Oh, this was not ideal.

“Back off, Graham,” Milo told him, his voice as hushed and even as mine had been. “You don’t get to show up and manhandle her like you own her.”

“You mean like you are?” Ezra sneered. “Without her, you wouldn’t even have gotten inside. Instead, you’d be out there parking cars—probably where you belong.”

Right, he was definitely in a mood. I caught the eye of a waitress who hurried over with champagne. Tucking my little clutch under my arm, I accepted two glasses with a smile. “Thank you.”

“Of course,” she said, her smile as impersonally polite as any of the staff. She turned to Ezra to offer him a drink and I beckoned Milo to me.

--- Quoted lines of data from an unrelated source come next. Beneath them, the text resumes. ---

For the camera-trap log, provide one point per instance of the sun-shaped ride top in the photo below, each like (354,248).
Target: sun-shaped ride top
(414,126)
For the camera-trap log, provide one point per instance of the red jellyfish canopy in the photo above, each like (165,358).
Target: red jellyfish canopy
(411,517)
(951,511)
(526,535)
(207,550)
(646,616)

It didn’t take much for him to join me and he took the glass I offered him.

“Not throwing this one in my face?” Pretty Boy asked, the tease of his growl licking over every syllable.

“Did you want me to?” I dared him, head tilted.

“Not particularly,” he murmured. “But I could be persuaded.” He’d never removed his attention from Ezra, who glared at both of us now. For someone who understood the politics of appearance every bit as much as I did, Ezra made no attempt to soften his behavior. If anything, his poor manners and abysmal micro-expression control continued to earn us more of an audience.

“Don’t,” I said when Ezra opened his mouth. I used the champagne glass and the miming of a sip to hide my lips. “I don’t want to play this game with you tonight, Ezra. I’m here on business.”

“It’s not a game,” Ezra countered, narrowing the gap between the three of us.

“No,” Pretty Boy agreed with me. “It’s not. It’s obnoxious and uncalled for. Maybe you should go back to licking your wounds and letting them heal.”

“Maybe you should go back to Braxton Harbor, or anywhere that isn’t here. You don’t know what you’re doing and you sure as hell don’t know us.” Hostility erupted into the chilly air between them.

The tension threading through Pretty Boy’s arm tightened it under my hand. He hadn’t moved away but even his jaw set. I’d seen them both in violent situations. This was not going to end well for anyone.